The anthraquinones have been the target of synthetic chemists to accomplish various chemical strategies.[9] [10] As a result, numerous synthetic routes as well as their industrial applications have been exclusively examined. Anthraquinones are extensively synthesized on the industrial level as dye reagents. The diverse scope for anthraquinone derivatives includes Friedel–Crafts acylation reaction of phthalic anhydride with various substituted arenes,[9a] oxidation of anthracenes or hydroxyanthracenes,[9h] reaction of isobenzofuran and chromium carbenes,[9e] Lewis acid catalyzed or thermal Diels–Alder reactions and aromatization sequences,[9b] [g] [i] Diels–Alder reaction catalyzed by zinc iodide followed by Friedel–Crafts reaction,[9j] cyclization reactions of polyketides,[9c] [d] and copper-catalyzed intramolecular enyne cyclization.[9f] The cyclization reaction between reduced 1,4-naphthoquinone and ortho-phthalaldehyde,[10b] and intramolecular dehydro Diels–Alder approach[10a] also belong to further routes towards anthraquinones. Apart from these advantages, most of these synthetic routes display a number of limitations, such as multiple reaction steps and the use of expensive catalysts.
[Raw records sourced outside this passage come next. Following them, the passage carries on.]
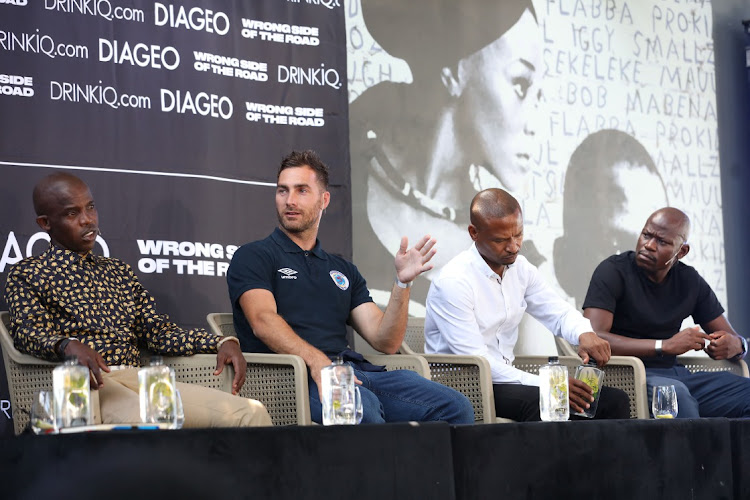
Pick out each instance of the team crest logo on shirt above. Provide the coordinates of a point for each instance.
(340, 279)
(288, 274)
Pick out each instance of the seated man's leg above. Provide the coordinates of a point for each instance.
(372, 409)
(687, 405)
(407, 396)
(517, 402)
(118, 401)
(613, 403)
(203, 407)
(720, 394)
(521, 403)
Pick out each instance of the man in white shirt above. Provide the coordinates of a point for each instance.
(476, 304)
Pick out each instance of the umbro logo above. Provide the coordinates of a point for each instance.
(288, 274)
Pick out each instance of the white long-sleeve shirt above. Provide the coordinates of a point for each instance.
(472, 310)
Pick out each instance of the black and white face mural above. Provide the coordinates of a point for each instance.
(593, 114)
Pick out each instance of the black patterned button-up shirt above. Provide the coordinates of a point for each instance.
(97, 300)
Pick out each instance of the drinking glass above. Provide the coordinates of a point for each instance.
(594, 378)
(179, 412)
(43, 413)
(664, 401)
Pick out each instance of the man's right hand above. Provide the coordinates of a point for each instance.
(89, 358)
(689, 339)
(581, 395)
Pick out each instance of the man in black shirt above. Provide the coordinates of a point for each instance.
(638, 300)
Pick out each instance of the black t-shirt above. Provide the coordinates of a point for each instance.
(646, 310)
(314, 291)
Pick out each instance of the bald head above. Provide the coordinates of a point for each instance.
(492, 204)
(50, 190)
(673, 219)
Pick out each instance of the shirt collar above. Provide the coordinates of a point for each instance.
(286, 244)
(68, 257)
(482, 265)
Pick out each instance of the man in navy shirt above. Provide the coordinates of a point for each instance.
(638, 300)
(290, 296)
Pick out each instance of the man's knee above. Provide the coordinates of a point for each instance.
(372, 408)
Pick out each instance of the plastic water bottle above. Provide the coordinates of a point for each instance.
(339, 397)
(553, 391)
(71, 394)
(158, 394)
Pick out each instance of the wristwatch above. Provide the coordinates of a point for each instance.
(741, 355)
(60, 349)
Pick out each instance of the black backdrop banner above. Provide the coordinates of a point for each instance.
(177, 115)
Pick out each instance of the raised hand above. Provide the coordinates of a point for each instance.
(414, 261)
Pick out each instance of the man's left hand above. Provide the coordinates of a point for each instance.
(723, 345)
(593, 346)
(231, 354)
(414, 261)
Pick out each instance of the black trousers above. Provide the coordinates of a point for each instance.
(521, 403)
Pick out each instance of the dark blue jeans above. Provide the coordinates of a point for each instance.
(402, 396)
(703, 394)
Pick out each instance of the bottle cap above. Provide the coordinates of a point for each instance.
(155, 360)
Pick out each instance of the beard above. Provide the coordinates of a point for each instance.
(304, 222)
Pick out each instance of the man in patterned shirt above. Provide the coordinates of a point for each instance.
(70, 302)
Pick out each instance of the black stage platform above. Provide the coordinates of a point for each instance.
(629, 459)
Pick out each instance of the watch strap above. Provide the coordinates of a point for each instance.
(60, 349)
(401, 284)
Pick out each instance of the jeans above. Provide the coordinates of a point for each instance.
(703, 394)
(402, 396)
(521, 403)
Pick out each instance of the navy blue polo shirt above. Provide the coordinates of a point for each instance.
(314, 291)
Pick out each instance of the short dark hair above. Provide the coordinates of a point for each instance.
(304, 158)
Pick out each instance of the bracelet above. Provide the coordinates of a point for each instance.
(741, 355)
(62, 345)
(233, 339)
(401, 284)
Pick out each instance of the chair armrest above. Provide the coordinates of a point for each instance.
(706, 364)
(469, 375)
(413, 362)
(199, 370)
(279, 381)
(629, 374)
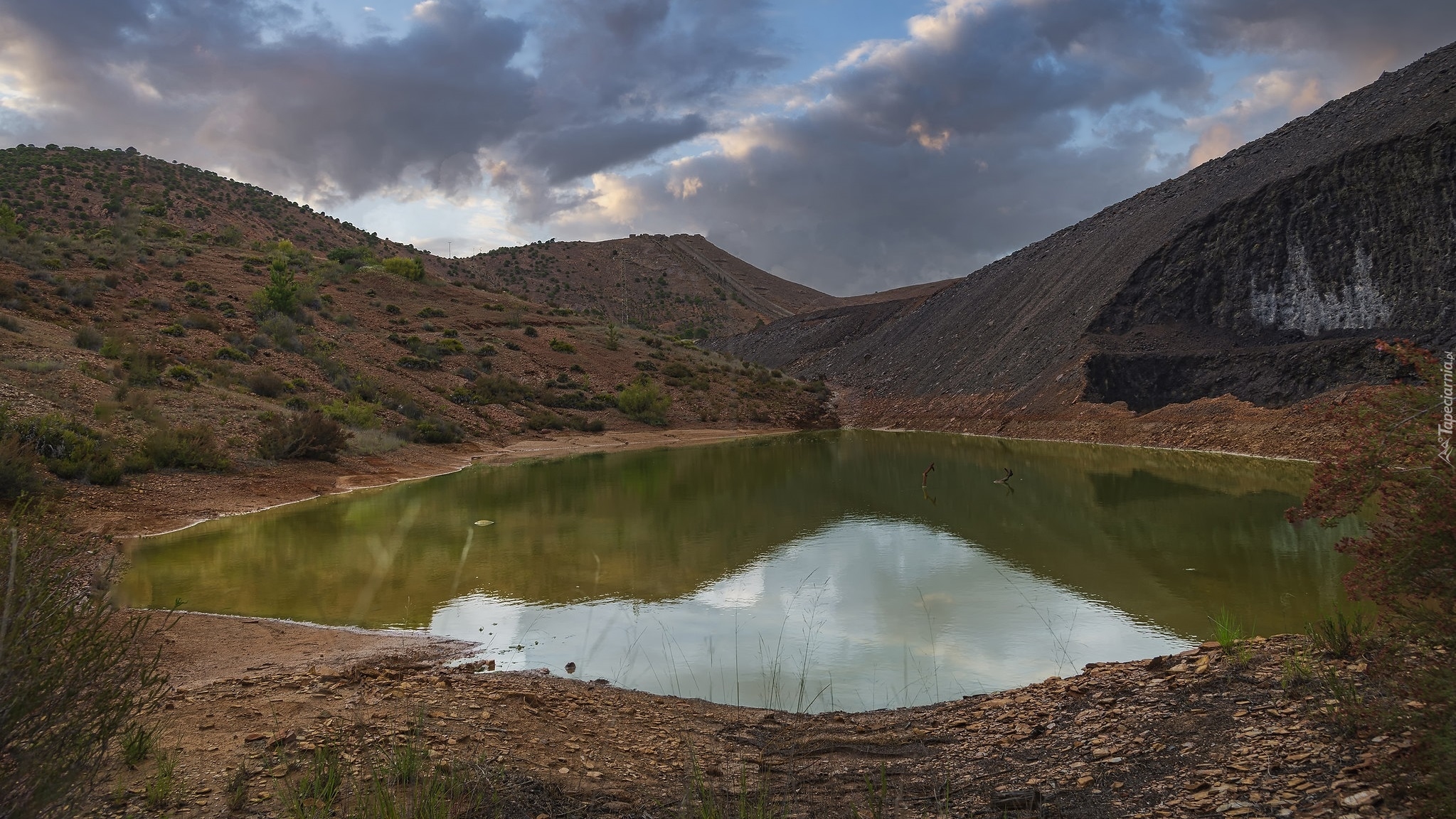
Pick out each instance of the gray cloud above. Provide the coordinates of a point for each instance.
(257, 87)
(574, 151)
(992, 124)
(302, 108)
(997, 124)
(1357, 29)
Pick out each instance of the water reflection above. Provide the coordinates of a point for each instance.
(809, 571)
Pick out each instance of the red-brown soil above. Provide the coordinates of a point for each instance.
(1174, 737)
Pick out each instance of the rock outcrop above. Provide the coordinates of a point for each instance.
(1265, 274)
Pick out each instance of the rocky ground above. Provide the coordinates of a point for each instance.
(1190, 735)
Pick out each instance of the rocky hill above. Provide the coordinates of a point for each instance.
(1265, 274)
(158, 318)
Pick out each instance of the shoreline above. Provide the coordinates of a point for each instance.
(570, 446)
(504, 456)
(1186, 735)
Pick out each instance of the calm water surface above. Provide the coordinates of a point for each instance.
(804, 572)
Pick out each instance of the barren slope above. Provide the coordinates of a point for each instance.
(1264, 274)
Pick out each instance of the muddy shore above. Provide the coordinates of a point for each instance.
(1189, 735)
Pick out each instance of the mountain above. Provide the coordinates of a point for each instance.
(156, 316)
(1265, 275)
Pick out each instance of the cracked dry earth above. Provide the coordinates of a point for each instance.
(1174, 737)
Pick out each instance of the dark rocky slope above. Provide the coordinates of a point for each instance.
(1264, 274)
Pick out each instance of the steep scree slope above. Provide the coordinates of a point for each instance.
(1263, 274)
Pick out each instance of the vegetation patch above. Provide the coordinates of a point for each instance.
(304, 435)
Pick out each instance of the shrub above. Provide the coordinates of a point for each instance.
(185, 449)
(435, 429)
(351, 414)
(73, 674)
(282, 291)
(283, 332)
(375, 441)
(69, 449)
(87, 338)
(304, 435)
(642, 400)
(1383, 456)
(500, 390)
(200, 322)
(182, 374)
(405, 267)
(1339, 636)
(18, 473)
(545, 419)
(265, 383)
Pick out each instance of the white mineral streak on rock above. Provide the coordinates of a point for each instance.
(1295, 301)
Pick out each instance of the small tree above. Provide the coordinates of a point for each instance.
(405, 267)
(73, 673)
(642, 400)
(306, 435)
(282, 293)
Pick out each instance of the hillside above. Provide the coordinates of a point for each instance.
(1264, 275)
(156, 319)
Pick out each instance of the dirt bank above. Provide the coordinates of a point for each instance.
(1223, 424)
(168, 500)
(1174, 737)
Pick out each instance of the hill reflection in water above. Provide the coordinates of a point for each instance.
(763, 571)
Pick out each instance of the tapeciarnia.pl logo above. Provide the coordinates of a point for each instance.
(1447, 424)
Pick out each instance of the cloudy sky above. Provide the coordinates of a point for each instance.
(848, 144)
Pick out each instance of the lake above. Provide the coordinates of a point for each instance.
(807, 572)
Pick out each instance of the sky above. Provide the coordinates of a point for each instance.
(848, 144)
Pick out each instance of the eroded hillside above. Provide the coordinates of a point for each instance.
(158, 319)
(1264, 275)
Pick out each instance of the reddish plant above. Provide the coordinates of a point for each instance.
(1389, 453)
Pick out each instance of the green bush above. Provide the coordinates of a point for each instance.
(73, 674)
(265, 383)
(69, 449)
(492, 389)
(405, 267)
(351, 412)
(87, 338)
(282, 291)
(185, 449)
(642, 400)
(306, 435)
(435, 429)
(18, 469)
(143, 365)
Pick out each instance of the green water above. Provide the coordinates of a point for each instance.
(804, 572)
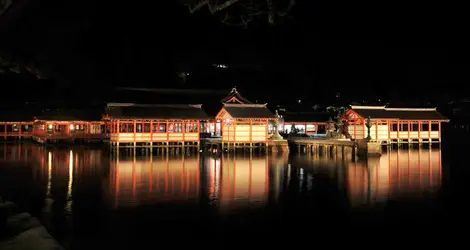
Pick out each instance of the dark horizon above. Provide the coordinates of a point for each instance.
(363, 51)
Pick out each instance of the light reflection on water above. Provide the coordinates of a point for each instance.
(67, 182)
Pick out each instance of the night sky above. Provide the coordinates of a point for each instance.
(390, 50)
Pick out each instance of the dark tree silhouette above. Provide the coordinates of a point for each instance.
(242, 12)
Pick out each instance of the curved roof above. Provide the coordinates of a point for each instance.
(248, 111)
(382, 112)
(156, 111)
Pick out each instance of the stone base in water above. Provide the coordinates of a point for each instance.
(24, 232)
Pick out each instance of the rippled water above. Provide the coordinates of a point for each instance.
(90, 199)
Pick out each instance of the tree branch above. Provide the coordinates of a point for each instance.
(289, 8)
(198, 6)
(213, 7)
(219, 7)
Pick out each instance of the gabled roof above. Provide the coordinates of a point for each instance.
(248, 111)
(307, 116)
(235, 97)
(156, 111)
(68, 115)
(212, 99)
(382, 112)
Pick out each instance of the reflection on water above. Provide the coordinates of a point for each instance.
(397, 174)
(61, 183)
(152, 179)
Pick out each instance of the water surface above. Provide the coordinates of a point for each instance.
(90, 199)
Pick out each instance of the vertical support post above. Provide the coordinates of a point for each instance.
(198, 130)
(118, 134)
(376, 130)
(151, 134)
(439, 131)
(419, 133)
(409, 127)
(183, 129)
(267, 135)
(429, 131)
(389, 124)
(135, 134)
(398, 133)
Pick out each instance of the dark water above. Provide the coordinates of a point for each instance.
(89, 200)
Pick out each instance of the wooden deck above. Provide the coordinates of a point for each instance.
(323, 145)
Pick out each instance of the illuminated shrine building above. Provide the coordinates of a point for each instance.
(153, 123)
(309, 123)
(67, 125)
(235, 97)
(245, 123)
(394, 125)
(213, 128)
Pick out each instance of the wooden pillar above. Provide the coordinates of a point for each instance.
(199, 134)
(376, 130)
(267, 133)
(118, 132)
(167, 133)
(183, 129)
(151, 133)
(409, 126)
(390, 125)
(355, 124)
(398, 132)
(429, 131)
(419, 132)
(135, 134)
(439, 130)
(251, 134)
(21, 125)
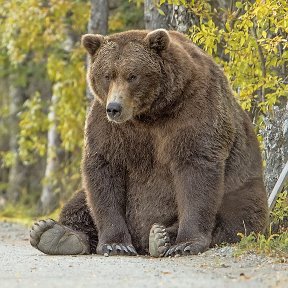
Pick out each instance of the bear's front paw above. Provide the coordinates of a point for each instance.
(187, 248)
(116, 249)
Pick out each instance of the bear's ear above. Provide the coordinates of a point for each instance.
(92, 42)
(158, 40)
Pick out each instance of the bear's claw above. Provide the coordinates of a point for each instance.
(183, 249)
(53, 238)
(159, 241)
(117, 249)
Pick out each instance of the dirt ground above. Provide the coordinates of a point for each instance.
(23, 266)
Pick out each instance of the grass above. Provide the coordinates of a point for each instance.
(275, 241)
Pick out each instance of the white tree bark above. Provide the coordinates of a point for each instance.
(275, 140)
(48, 201)
(153, 19)
(98, 24)
(17, 182)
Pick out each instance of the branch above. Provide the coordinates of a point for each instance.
(261, 55)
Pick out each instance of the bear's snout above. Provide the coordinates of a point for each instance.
(114, 110)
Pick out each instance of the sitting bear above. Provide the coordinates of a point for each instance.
(171, 164)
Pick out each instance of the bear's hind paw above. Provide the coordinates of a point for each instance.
(55, 239)
(184, 249)
(116, 249)
(159, 241)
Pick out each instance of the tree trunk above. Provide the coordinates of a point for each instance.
(98, 24)
(48, 199)
(275, 141)
(153, 19)
(17, 182)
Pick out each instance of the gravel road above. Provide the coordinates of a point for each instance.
(23, 266)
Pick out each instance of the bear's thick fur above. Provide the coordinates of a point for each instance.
(165, 142)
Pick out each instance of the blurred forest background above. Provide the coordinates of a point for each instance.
(44, 98)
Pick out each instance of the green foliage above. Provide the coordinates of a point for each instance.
(34, 126)
(40, 45)
(126, 16)
(280, 211)
(273, 244)
(251, 45)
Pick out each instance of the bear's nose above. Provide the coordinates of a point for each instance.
(114, 110)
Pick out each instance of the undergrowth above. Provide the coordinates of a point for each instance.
(275, 241)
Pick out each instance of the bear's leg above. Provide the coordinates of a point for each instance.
(74, 234)
(242, 211)
(199, 189)
(161, 239)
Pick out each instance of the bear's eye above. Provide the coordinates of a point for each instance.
(131, 78)
(107, 77)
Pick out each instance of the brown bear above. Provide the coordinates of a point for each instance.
(166, 143)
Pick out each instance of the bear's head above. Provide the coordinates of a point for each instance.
(126, 71)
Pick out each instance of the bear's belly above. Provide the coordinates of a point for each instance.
(150, 199)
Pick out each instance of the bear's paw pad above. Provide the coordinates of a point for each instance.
(53, 238)
(159, 241)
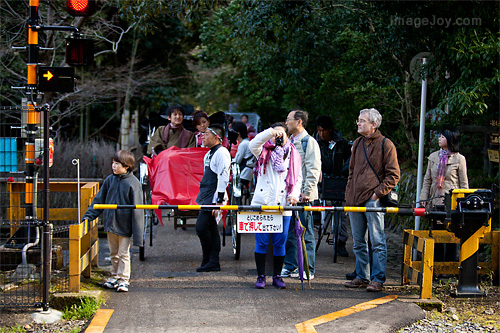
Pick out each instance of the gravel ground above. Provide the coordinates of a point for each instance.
(459, 315)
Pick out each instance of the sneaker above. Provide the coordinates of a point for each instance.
(296, 275)
(356, 283)
(122, 287)
(375, 286)
(111, 284)
(278, 282)
(261, 282)
(351, 276)
(288, 273)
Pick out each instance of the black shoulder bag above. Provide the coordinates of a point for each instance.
(391, 199)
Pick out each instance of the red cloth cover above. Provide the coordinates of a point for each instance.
(175, 175)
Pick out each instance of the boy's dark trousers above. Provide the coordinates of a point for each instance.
(207, 231)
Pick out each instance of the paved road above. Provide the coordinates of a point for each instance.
(167, 295)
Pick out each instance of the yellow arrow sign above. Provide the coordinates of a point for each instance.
(49, 75)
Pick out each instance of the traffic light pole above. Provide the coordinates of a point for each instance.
(32, 127)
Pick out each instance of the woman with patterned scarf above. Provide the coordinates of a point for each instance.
(279, 177)
(447, 169)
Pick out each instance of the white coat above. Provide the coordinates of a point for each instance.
(270, 189)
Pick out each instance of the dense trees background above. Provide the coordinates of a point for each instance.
(327, 57)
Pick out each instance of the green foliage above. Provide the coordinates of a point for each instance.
(14, 329)
(85, 310)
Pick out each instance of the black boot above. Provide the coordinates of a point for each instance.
(278, 265)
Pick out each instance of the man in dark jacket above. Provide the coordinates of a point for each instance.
(120, 188)
(174, 134)
(335, 154)
(373, 157)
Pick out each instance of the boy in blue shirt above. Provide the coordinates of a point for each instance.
(120, 188)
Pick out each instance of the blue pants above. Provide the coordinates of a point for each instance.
(291, 243)
(279, 240)
(363, 224)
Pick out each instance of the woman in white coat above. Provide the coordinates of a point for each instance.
(279, 177)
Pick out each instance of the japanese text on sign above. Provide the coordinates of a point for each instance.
(259, 222)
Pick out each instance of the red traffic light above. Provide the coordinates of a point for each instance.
(79, 51)
(80, 7)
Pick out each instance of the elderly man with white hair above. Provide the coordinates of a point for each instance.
(373, 172)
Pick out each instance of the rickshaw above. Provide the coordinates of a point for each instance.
(332, 193)
(173, 178)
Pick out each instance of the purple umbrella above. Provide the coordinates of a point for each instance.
(301, 251)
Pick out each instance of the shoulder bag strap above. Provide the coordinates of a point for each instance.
(375, 172)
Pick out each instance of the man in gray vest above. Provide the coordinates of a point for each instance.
(213, 185)
(310, 154)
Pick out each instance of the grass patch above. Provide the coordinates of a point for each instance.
(13, 329)
(83, 311)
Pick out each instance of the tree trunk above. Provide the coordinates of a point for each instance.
(125, 122)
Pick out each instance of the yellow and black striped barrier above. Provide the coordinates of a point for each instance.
(418, 272)
(387, 210)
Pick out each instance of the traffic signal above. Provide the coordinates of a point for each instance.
(79, 51)
(80, 7)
Therefore, still, there is a room to develop simple, mild, and efficient strategies, which enable the synthesis of a range of anthraquinone derivatives. In this regard, we felt that sequential one-pot transformation would serve as an ideal protocol. Sequential one-pot methods render the construction of more than one bond and yield the products with reasonable complexity. Also, in comparison to stepwise methods, such protocols could contribute to some extent in saving time and reducing the amount of waste generated. Furthermore, these processes cut down the mundane task of isolating and purifying the intermediate product(s). In particular, transition-metal-catalyzed coupling reactions are very significant in the construction of carbon–carbon and carbon–heteroatom bonds.[11] Therefore, we presumed that the synthesis of anthraquinones can be executed by means of a one-pot method, through transition-metal-catalyzed acylation and intramolecular Friedel–Crafts acylation. In this context, we have established direct acylation using benchtop aldehydes as non-toxic acylating agents, under palladium catalysis.[12] Unlike earlier reports, the present protocol deals with [Pd]-catalyzed direct coupling (acylation) of iodoarenes with unactivated aldehydes.[13a] [e] Based on this concept of direct acylation, recently, we have demonstrated one-pot formation of indenones, lactams, and phthalzines.[13] Inspired by these results, herein, we describe an efficient sequential one-pot protocol, for the synthesis of various anthraquinones starting from commercially available ortho-iodobenzoates and aldehydes.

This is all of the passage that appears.